Freed from whatever pressure she may have felt to produce pop hits in the past, Alicia Keys exudes an effortlessness throughout her ambitious eighth album, Keys. The singer’s flow is cool and intentionally off-beat on the opening track, “Plentiful,” the track’s sharp organ stabs complementing her narrative of spiritual gratitude. The lyrics to “Best of Me,” which features a melodic interpolation of Sade’s “Cherish the Day,” epitomize the album’s loose musical spirit: “We can live on the air/Do you understand?”
Early in her career, Keys was lazily lumped into the neo-soul genre, often compared to predecessors like Erykah Badu and Jill Scott. But after charting a wildly successful course of her own in the pop world through the first decade of the century, she has, in a sense, found her way home with albums like 2016’s Here and, now, Keys. “I feel like I can finally let it be/Let my intentions go, let ‘em come to me,” she sings on the understated “Daffodils.”

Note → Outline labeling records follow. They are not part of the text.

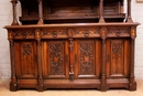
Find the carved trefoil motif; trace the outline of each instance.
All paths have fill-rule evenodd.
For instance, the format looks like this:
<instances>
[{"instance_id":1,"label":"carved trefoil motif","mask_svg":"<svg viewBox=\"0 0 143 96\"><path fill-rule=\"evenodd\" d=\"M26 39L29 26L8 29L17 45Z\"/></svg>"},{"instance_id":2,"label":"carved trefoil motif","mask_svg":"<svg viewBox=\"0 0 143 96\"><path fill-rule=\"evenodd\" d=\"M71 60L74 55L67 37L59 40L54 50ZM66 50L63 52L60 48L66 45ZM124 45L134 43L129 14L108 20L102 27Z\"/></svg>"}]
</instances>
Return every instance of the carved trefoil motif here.
<instances>
[{"instance_id":1,"label":"carved trefoil motif","mask_svg":"<svg viewBox=\"0 0 143 96\"><path fill-rule=\"evenodd\" d=\"M109 34L116 34L117 36L120 36L122 34L129 34L129 29L110 29L108 30Z\"/></svg>"},{"instance_id":2,"label":"carved trefoil motif","mask_svg":"<svg viewBox=\"0 0 143 96\"><path fill-rule=\"evenodd\" d=\"M50 44L51 75L64 74L64 46L63 43Z\"/></svg>"},{"instance_id":3,"label":"carved trefoil motif","mask_svg":"<svg viewBox=\"0 0 143 96\"><path fill-rule=\"evenodd\" d=\"M113 58L120 58L122 56L122 43L112 43Z\"/></svg>"},{"instance_id":4,"label":"carved trefoil motif","mask_svg":"<svg viewBox=\"0 0 143 96\"><path fill-rule=\"evenodd\" d=\"M80 75L94 75L94 42L80 41Z\"/></svg>"},{"instance_id":5,"label":"carved trefoil motif","mask_svg":"<svg viewBox=\"0 0 143 96\"><path fill-rule=\"evenodd\" d=\"M22 44L22 53L24 56L31 55L32 54L32 44L31 43Z\"/></svg>"}]
</instances>

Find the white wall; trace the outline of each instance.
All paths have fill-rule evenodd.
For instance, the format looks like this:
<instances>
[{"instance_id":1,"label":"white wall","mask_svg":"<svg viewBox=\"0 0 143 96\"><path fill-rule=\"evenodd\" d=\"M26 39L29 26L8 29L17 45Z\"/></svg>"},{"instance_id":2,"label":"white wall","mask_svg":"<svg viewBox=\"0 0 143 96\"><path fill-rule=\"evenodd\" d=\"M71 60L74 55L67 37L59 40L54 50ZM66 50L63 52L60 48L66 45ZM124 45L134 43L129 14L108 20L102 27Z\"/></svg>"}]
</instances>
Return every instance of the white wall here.
<instances>
[{"instance_id":1,"label":"white wall","mask_svg":"<svg viewBox=\"0 0 143 96\"><path fill-rule=\"evenodd\" d=\"M127 3L124 3L127 4ZM20 7L18 6L20 14ZM124 10L125 11L125 10ZM135 77L143 79L143 3L136 3L132 0L132 18L134 22L140 22L138 26L138 38L135 43ZM4 25L12 22L12 6L10 0L0 0L0 79L10 78L10 51Z\"/></svg>"}]
</instances>

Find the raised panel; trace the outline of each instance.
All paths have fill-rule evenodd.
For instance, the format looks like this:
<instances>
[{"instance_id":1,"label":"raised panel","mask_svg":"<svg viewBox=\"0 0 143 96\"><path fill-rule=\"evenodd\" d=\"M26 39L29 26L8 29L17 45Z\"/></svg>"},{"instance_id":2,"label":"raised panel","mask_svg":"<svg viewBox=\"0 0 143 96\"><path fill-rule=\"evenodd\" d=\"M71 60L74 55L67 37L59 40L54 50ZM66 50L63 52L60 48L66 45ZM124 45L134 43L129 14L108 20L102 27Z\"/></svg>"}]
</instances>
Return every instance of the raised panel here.
<instances>
[{"instance_id":1,"label":"raised panel","mask_svg":"<svg viewBox=\"0 0 143 96\"><path fill-rule=\"evenodd\" d=\"M18 78L36 78L36 43L15 42L15 68Z\"/></svg>"},{"instance_id":2,"label":"raised panel","mask_svg":"<svg viewBox=\"0 0 143 96\"><path fill-rule=\"evenodd\" d=\"M107 42L108 78L128 77L130 65L129 40L109 40Z\"/></svg>"},{"instance_id":3,"label":"raised panel","mask_svg":"<svg viewBox=\"0 0 143 96\"><path fill-rule=\"evenodd\" d=\"M78 40L76 44L78 54L75 65L76 78L98 78L101 65L100 41Z\"/></svg>"},{"instance_id":4,"label":"raised panel","mask_svg":"<svg viewBox=\"0 0 143 96\"><path fill-rule=\"evenodd\" d=\"M44 78L67 77L68 52L66 41L48 41L42 43L43 75Z\"/></svg>"}]
</instances>

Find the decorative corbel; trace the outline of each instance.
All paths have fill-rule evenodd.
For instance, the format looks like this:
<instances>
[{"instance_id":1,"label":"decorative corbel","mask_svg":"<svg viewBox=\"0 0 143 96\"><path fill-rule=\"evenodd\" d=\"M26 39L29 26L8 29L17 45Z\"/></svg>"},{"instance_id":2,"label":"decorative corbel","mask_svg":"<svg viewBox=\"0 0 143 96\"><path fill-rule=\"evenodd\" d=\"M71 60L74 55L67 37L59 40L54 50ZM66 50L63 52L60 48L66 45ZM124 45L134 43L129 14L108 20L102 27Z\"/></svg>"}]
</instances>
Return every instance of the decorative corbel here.
<instances>
[{"instance_id":1,"label":"decorative corbel","mask_svg":"<svg viewBox=\"0 0 143 96\"><path fill-rule=\"evenodd\" d=\"M107 28L102 26L100 30L100 35L102 39L102 71L101 71L101 90L107 90L107 78L106 78L106 39L107 39Z\"/></svg>"},{"instance_id":2,"label":"decorative corbel","mask_svg":"<svg viewBox=\"0 0 143 96\"><path fill-rule=\"evenodd\" d=\"M38 22L37 24L43 24L43 0L37 0L38 2Z\"/></svg>"},{"instance_id":3,"label":"decorative corbel","mask_svg":"<svg viewBox=\"0 0 143 96\"><path fill-rule=\"evenodd\" d=\"M11 25L19 25L18 19L16 19L16 3L18 3L18 0L11 0L11 3L12 3L12 9L13 9L13 21L12 21Z\"/></svg>"},{"instance_id":4,"label":"decorative corbel","mask_svg":"<svg viewBox=\"0 0 143 96\"><path fill-rule=\"evenodd\" d=\"M74 62L72 61L73 60L73 49L74 49L74 44L73 44L73 35L74 35L74 30L73 29L68 29L67 30L67 34L68 34L68 38L69 38L69 49L70 49L70 65L69 65L69 79L70 81L74 81Z\"/></svg>"}]
</instances>

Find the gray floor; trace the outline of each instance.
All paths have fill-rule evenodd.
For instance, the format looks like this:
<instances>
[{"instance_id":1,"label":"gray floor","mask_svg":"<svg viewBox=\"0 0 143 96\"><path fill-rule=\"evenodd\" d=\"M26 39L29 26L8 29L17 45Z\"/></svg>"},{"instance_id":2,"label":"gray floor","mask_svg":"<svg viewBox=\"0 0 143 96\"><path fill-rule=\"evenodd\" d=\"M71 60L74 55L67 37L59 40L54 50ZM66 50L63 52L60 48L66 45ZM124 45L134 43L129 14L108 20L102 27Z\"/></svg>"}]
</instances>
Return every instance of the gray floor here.
<instances>
[{"instance_id":1,"label":"gray floor","mask_svg":"<svg viewBox=\"0 0 143 96\"><path fill-rule=\"evenodd\" d=\"M79 90L9 90L10 81L0 81L0 96L143 96L143 79L138 79L138 89L129 92L125 89L110 89L100 92L96 89L79 89Z\"/></svg>"}]
</instances>

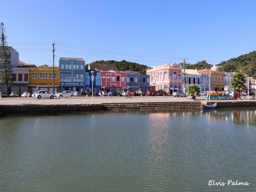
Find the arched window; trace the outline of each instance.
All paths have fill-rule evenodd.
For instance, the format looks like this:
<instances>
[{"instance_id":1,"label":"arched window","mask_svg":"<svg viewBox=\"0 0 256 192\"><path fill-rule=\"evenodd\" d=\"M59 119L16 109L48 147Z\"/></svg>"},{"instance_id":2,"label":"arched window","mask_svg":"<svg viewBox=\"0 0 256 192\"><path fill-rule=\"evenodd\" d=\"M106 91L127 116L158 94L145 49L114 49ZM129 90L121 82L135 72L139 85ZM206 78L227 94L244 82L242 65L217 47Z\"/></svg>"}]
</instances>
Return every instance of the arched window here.
<instances>
[{"instance_id":1,"label":"arched window","mask_svg":"<svg viewBox=\"0 0 256 192\"><path fill-rule=\"evenodd\" d=\"M173 79L177 79L177 73L176 73L176 72L173 73Z\"/></svg>"},{"instance_id":2,"label":"arched window","mask_svg":"<svg viewBox=\"0 0 256 192\"><path fill-rule=\"evenodd\" d=\"M167 79L168 76L167 76L167 72L166 71L164 72L164 79Z\"/></svg>"}]
</instances>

Keys’s recent albums have lacked the immediate hooks of her earlier work—“Old Memories,” which recalls the throwback vibe of 2007’s As I Am, is the closest thing to a potential radio hit here—and when her songs are stripped down, they often fall flat. Originally recorded for 2003’s The Diary of Alicia Keys, the jazzy, six-minute “Is It Insane” might have been better served by a more skilled vocalist, though Key’s longing comes through in her anguished voice.
That song is given a more contemporary spin on the album’s second disc, composed of alternate mixes, remixes, and two additional songs. The trip-hop elements of the first disc’s standout “Nat King Cole” are amplified with a virtuosic verse from Lil Wayne and some turntable scratches on the second side. Conversely, a more radio-friendly beat zaps “Skydive,” a pastiche of various R&B influences set to the pulsing rhythm of Taana Gardner’s classic “Heartbeat,” of its distinct charm.
A compilation of the most successful tracks from both halves of Keys would have made for a slightly stronger album. As is, though, it serves as a testament to both Keys’s strengths and weaknesses as a singer-songwriter—and her willingness to expand beyond the boundaries of genre constraints.